第21話事後
「はい、どもーー、異世界帰りでーーす」
居間のカメラに向かい、相変わらず一人で話続ける。でもなぜか誰かに見られている気がする。カメラからではなく、背後からワサワサと……。
「いやーー、参ったっすよ! 過去一の再生回数、通報してくれた人、マジ感謝っす。ヤバかったっすね、海老みたいになってたっすから。いまだにトラウマで、編集のときとか吐いたっすよ」
肝心の異世界での記憶は、病院で精密検査を受けている間、捻りにひねって創作した。
俺は未来人に拷問され、仕事の不手際を責められていたが、人違いだと発覚。
今度は口封じに殺されそうになりながらも、なんとか戻ってこれたって筋書きだ。
自分でもくだらないと思うが、全く覚えていないのだから仕方ない。それに、異世界に行っている間の動画で、俺が泡をふいて痙攣している動画がバズり、そんな話にも信憑性が出たようで、順調に再生数を増やしていた。
――ただ、あのあと、妙にアイツのことばかり思い出し、俺は駅ナカをぶらつきがてら、現場を見に行った。
そこである女性と出会った。
駅のホームで、手に掴んでいた一輪の紫色に染まった細長く細かな花びらの花を、そっとホームに放った。
彼女が振り向くと、俺と目があった。
「一神君……」
何か言うべきだ。せめて、名前を思い出せれば……。
しかし俺はその場をそそくさと後にした。そのときの自分に腹を立てているせいで、動画の話し声に怒気を含んでしまう。
「まぁ、とにかく、誰かの過去に責任を持たないとってことっす」
そう締めくくりながら、次に会うときはちゃんと謝ろう、そう誓った。
「ちょっと、ちょっと、父川さん大丈夫?」
隣人が私の姿を見つけ、慌てて駆け寄ってきた。
「ええ、もうすっかり」
「びっくりしたわぁ。皆もパニックよ、私達運命共同体みたいなもんでしょ? みんなプカプカ浮いてるんだから」
「いやぁ、お騒がせして申し訳ない」
「でも、ずっと眠ってたって、なに、悪夢でもみてたの? 私ここに来てから夢なんてみてないわよ」
「それがお恥ずかしながら、全然覚えてないんですよ」
脳波が眠りから覚醒されない、私の異常事態に会社は相当慌てたようだ。すぐに噂は広まりクレームの殺到、管理体制の問題など、体を持っている人達の間でも大きなニュースになったようだ。
結局、私がそうなった原因も、覚醒できた理由もわからずじまいだったが。
目覚めてからすぐ、弟が電話をしてきた。
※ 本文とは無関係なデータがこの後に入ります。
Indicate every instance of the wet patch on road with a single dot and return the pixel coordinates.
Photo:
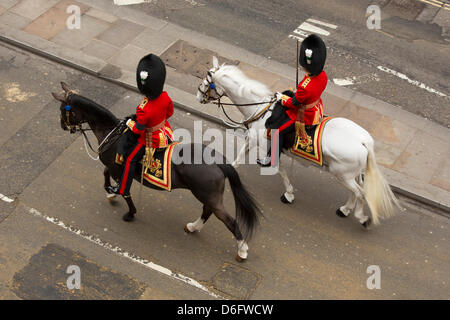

大丈夫なのか、具合はどうか、そう聞く弟に私はポツリと呟いたらしい。
「母さんに会ったよ」
まだ完全に覚醒してはいなかったのか、弟が二度目に電話してきたさいに、そのことについて聞かれたが、なんのことだかわからなかった。
ただ、弟には近々本当のことを言おうと思う。
それから手紙を書いた。大切な人と、私の子へ。怖い思いをさせてごめん、自分勝手でごめん、君たちは私の未来だと。
「皆が見えるよ!」
「そうじゃの」
満たされた世界で、二人は皆を見守っていた。時空を越えて二人を閉じ込めるものなどない、どこまでも確かな世界で――。
「あ、蝶蝶! 見て! 虹色だ」
蝶は二人の間をヒラヒラと舞い、詩門の眼帯をするりと外した。
詩門は二つの宝石のような瞳で、おじいさんに笑顔を向けた。
「あなた! 泣いている場合ではありません! 叱ってください! 見習い前に魂を天国に送るなど、聞いたことがありません!」
「良かった、本当に心配で、危うく悪魔と契約するところだった」
「なんてこと! 間違ってもそんなことを口になさらないでください!」
私の前に泣き崩れたパパに抱きつく。本当は不安でいっぱいだった。目覚めてから、一目散に詩門とおじいさんを迎えに行った。でも、二人が見つからなくて、翼が千切れるような思いだった。
「こっちよ、マーガレット。そっちの男の子を翼に抱いて」
姉が来てくれなかったら、二人を天国に送ることも、天使のままでいることも許されなかっただろう。
「この人達、浄土じゃなくていいの? さっき向こうの神様……仏、様? と会ったから、この二人は私達が引き受けると話したけど……」
「ええ、お姉様。二人はもう無宗教だから」
「……そう……」
姉はわかったようなわからないような、戸惑った表情ながらもしっかりと仕事をこなした。
私も初仕事を終え、詩門を無事送り届けた。
これで晴れて、他の兄弟たちを飛び越えて、ママとパパの仲間入りだ。
そこへ、ママが立ちふさがった――。